Заметна прямая, однозначная ангажированность. От ангажированности многих из его современников ее отличает то, что она принимает форму не столько коллективного активизма, сколько ожесточенной работы над языками и против них. Театральность выходит на сцену языка. Барт распространяет программу по разоблачению буржуазного порядка на всю док-су в целом. Так он постепенно находит собственное пространство для вмешательства: то, что он называет мифологией, то есть место деконструкции мифов. Это объясняет, почему на фоне ангажированности многих других деятелей того времени его ангажированность всегда действенна. Он разоблачает поверхности, объекты, но в то же время отмечает фундаментальные операции языка, которые делают его излюбленным инструментом власти, орудием застоя, лжи и овеществления. Если «Мифологии» и сегодня остаются самой читаемой книгой Барта, то не из-за предметов, о которых он пишет – большинство из них уже оказались в музее, – или во всяком случае не только из-за них, а из-за остроты остранения, силы его критики, например активно разоблачавшей Алжирскую войну, в чем мы имели возможность убедиться. Подобно охотнику, выслеживая мнимые очевидности, Барт не довольствуется тем, что рисует, как часто принято говорить, картину жизни французов в 1950-е годы, к которой эту книгу в какой-то мере сводит, например, ее иллюстрированное издание[547], но в полном объеме выполняет программу критической мысли. Естественности, здравому смыслу, забвению Истории он противопоставляет интеллигибельность знаков.

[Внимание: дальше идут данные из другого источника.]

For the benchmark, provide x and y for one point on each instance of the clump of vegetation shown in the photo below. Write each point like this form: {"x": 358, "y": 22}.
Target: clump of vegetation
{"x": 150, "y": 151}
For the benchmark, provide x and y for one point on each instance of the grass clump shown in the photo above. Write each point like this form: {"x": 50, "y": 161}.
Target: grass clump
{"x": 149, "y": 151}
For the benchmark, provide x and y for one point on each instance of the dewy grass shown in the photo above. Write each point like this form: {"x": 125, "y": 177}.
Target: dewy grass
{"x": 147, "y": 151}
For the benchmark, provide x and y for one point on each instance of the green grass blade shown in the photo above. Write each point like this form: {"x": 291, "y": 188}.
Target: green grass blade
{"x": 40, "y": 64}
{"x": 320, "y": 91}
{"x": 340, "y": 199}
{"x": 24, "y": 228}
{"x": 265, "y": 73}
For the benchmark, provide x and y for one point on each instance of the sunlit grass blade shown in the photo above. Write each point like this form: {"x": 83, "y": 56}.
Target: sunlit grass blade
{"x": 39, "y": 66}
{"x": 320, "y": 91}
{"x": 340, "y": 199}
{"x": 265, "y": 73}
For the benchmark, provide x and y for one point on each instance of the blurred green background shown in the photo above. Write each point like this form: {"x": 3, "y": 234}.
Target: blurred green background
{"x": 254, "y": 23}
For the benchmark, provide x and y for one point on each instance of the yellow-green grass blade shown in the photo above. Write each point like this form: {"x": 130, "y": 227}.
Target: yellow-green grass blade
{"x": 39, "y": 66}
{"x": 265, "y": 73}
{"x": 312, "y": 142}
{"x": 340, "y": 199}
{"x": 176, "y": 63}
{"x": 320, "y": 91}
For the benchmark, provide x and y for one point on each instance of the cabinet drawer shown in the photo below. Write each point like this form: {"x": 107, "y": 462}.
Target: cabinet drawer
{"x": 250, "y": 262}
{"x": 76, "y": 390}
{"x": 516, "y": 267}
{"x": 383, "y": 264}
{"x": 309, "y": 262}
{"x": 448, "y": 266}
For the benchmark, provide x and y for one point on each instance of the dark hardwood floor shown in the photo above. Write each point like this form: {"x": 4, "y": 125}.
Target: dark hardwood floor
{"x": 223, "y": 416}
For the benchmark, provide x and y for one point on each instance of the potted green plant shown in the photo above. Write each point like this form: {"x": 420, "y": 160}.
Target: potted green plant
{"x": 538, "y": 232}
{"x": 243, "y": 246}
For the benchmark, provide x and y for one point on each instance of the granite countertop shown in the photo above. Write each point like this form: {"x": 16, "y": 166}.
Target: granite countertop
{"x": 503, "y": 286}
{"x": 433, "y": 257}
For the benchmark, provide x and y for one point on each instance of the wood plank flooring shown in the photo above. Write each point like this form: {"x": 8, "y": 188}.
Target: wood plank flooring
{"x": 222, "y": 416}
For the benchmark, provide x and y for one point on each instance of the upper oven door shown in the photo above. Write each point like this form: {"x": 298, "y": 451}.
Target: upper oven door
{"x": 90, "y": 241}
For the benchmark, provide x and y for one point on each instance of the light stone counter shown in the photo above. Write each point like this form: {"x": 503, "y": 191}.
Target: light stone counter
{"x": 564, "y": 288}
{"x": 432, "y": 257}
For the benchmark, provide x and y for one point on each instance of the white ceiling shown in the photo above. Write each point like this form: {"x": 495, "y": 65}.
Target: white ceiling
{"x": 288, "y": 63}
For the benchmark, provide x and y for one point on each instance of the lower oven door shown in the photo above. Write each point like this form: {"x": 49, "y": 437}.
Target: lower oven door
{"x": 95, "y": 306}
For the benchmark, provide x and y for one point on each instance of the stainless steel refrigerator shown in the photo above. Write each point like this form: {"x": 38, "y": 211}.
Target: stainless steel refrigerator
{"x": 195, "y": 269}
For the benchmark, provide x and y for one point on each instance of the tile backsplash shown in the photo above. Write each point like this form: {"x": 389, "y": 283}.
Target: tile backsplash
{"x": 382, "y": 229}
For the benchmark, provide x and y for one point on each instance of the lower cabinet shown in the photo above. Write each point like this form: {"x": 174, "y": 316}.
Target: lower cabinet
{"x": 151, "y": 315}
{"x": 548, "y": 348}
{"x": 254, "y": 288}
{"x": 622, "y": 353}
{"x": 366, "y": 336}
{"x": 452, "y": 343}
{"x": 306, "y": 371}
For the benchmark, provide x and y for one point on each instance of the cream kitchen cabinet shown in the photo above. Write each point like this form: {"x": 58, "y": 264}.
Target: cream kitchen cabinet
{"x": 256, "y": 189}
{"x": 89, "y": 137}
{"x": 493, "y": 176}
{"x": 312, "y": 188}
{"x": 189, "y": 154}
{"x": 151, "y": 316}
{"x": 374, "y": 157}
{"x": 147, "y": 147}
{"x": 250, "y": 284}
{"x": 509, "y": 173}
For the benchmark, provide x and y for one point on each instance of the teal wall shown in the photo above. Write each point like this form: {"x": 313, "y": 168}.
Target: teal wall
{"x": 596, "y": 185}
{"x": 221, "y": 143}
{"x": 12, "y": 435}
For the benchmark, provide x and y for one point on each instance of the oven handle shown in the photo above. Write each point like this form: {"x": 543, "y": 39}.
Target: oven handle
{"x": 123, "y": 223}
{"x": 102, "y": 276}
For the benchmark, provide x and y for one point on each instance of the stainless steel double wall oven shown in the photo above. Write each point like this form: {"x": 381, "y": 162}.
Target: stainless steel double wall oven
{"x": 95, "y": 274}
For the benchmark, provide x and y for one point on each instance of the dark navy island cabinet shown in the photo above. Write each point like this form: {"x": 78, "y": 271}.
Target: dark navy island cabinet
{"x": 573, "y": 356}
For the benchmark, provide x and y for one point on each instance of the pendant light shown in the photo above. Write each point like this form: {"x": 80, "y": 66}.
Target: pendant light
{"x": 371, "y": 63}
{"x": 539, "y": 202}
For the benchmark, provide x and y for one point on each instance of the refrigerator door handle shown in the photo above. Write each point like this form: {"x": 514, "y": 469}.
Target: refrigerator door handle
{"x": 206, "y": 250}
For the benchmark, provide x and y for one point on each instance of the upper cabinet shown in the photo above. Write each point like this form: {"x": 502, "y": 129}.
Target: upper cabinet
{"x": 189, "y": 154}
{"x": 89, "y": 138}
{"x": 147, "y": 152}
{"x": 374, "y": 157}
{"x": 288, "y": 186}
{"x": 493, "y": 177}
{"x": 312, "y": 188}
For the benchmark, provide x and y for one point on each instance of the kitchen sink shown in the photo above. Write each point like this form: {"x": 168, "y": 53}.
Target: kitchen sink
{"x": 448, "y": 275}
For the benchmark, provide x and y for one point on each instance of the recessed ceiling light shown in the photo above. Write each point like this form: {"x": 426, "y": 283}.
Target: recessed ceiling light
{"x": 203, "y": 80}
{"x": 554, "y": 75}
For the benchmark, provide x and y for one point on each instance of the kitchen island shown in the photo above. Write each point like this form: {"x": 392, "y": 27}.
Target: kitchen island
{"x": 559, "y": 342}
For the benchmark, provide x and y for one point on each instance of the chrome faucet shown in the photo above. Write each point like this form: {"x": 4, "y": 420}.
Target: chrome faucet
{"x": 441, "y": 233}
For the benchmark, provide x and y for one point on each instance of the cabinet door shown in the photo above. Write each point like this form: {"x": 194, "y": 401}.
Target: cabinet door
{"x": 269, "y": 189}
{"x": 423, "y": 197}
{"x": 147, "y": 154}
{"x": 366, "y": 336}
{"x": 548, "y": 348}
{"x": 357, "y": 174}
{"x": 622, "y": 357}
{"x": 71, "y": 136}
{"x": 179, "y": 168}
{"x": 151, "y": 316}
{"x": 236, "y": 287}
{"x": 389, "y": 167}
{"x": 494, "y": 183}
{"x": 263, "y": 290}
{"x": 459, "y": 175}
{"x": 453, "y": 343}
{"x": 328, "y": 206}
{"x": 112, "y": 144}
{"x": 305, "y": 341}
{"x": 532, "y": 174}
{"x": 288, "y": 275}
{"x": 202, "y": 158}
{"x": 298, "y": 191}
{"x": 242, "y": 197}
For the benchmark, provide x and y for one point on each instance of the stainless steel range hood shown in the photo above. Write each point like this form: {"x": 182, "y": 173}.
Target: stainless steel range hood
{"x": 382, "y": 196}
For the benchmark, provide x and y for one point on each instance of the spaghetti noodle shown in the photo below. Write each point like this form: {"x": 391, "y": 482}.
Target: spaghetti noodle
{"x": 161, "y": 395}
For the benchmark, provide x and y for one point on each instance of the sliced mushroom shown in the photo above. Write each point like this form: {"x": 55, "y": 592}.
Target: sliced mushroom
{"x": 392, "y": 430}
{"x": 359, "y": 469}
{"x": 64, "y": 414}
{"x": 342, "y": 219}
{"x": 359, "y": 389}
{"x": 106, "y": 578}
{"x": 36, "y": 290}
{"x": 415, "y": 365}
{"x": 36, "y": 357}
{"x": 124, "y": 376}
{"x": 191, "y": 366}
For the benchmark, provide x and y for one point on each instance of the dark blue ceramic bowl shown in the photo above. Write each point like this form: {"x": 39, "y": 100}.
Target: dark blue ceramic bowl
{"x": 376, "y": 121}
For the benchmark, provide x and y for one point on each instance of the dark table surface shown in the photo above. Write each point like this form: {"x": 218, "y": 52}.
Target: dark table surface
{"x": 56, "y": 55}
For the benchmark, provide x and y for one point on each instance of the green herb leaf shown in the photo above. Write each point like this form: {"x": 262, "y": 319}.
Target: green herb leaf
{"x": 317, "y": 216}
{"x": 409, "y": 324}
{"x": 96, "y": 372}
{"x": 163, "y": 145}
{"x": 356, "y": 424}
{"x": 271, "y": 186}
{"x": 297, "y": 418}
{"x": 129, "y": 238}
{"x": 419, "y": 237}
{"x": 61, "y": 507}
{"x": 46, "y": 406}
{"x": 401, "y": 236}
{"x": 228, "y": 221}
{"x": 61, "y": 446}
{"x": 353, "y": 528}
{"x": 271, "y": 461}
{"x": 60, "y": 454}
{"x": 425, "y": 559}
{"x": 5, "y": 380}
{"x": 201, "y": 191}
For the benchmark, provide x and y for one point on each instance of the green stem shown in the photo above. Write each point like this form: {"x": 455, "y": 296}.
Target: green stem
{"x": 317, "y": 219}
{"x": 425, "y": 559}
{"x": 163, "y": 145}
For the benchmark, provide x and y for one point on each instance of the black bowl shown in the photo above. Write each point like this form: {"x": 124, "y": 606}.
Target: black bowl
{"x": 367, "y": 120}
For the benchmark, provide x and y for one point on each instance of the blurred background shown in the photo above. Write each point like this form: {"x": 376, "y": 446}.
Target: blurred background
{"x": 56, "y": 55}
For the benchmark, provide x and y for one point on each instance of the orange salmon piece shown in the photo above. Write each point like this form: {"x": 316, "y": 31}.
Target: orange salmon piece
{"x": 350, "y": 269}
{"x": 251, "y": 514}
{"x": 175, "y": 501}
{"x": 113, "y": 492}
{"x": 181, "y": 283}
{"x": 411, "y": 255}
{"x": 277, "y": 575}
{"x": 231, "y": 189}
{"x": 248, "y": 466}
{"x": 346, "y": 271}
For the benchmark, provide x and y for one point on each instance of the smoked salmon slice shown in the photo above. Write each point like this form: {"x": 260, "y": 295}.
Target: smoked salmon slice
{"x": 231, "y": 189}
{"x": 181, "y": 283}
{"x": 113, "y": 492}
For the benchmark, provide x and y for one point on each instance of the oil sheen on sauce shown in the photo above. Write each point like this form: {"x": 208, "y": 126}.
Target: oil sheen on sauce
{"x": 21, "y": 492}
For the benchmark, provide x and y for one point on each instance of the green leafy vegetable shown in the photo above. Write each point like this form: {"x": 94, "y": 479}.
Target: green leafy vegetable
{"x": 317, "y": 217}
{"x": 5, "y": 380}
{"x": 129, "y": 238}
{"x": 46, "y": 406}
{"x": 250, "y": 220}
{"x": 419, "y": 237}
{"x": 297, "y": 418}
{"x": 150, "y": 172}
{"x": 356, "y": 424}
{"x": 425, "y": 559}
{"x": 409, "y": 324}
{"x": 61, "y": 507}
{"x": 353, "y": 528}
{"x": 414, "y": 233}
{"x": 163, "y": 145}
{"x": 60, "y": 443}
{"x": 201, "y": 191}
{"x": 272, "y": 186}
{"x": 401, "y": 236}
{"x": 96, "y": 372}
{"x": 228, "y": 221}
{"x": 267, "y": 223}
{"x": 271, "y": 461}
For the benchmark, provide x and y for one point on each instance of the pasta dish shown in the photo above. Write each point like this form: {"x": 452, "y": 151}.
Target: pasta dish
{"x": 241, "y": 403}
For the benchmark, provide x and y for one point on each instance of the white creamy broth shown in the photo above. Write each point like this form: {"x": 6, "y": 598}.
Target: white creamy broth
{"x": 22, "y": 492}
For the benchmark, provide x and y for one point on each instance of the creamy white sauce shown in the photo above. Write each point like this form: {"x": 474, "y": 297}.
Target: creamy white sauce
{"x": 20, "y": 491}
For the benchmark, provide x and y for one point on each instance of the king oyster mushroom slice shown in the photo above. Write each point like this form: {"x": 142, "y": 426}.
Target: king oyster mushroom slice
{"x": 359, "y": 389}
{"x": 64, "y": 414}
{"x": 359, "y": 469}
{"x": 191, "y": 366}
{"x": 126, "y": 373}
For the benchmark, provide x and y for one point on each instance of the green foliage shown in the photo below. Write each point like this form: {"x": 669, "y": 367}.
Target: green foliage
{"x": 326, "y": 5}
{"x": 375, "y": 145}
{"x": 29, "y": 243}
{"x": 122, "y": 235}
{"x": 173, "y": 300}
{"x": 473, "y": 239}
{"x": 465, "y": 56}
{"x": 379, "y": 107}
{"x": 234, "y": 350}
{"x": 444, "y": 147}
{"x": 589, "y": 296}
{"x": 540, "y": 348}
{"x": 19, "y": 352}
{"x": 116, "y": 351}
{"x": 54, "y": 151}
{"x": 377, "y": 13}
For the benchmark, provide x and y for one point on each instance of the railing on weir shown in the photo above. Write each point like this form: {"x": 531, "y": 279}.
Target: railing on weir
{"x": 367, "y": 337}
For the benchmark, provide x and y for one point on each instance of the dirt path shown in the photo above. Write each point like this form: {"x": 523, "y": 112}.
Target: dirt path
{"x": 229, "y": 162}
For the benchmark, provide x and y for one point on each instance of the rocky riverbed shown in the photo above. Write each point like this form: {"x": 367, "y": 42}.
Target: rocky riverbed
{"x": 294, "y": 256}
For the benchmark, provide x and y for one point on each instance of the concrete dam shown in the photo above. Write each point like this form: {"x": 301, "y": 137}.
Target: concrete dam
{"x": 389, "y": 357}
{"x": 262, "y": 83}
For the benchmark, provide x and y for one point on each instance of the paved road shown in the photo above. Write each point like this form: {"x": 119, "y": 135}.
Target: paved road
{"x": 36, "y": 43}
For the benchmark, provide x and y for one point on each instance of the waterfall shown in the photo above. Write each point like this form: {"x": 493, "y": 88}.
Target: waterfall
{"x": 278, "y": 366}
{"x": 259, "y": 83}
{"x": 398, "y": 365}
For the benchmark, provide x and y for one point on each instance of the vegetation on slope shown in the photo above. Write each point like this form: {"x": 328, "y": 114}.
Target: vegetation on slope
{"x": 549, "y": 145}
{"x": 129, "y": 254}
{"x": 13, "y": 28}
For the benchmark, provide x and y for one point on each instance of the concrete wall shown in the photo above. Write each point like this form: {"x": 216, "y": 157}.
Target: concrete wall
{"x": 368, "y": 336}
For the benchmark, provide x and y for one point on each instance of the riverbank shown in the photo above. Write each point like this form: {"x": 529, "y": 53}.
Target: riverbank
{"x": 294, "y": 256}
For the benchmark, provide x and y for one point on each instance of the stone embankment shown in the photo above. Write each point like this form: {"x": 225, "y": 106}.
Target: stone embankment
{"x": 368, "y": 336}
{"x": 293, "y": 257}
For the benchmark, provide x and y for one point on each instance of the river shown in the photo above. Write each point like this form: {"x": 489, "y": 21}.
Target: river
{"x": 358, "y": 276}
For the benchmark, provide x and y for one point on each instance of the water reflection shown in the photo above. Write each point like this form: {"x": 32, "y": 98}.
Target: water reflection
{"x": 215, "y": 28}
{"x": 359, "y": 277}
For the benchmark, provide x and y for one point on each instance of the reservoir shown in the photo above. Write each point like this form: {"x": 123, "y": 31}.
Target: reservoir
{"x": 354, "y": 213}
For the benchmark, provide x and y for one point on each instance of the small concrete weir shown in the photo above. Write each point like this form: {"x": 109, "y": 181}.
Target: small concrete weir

Враг – докса, готовый дискурс, стереотип. Ключевое понятие «Мифологий» – докса отсылает к мнениям и предрассудкам, на которых основывается существующая коммуникация. Основывая знание на признании того, что уже известно, докса, собственно, мешает увидеть реальность, которой она придает форму мифа:

Одна из главных наших бед: удручающий разрыв между научным знанием и мифологией. Наука быстро движется вперед, а коллективные представления не поспевают за ней, отстают на целые столетия, коснеют в заблуждениях под влиянием власти, большой прессы и ценностей порядка[548].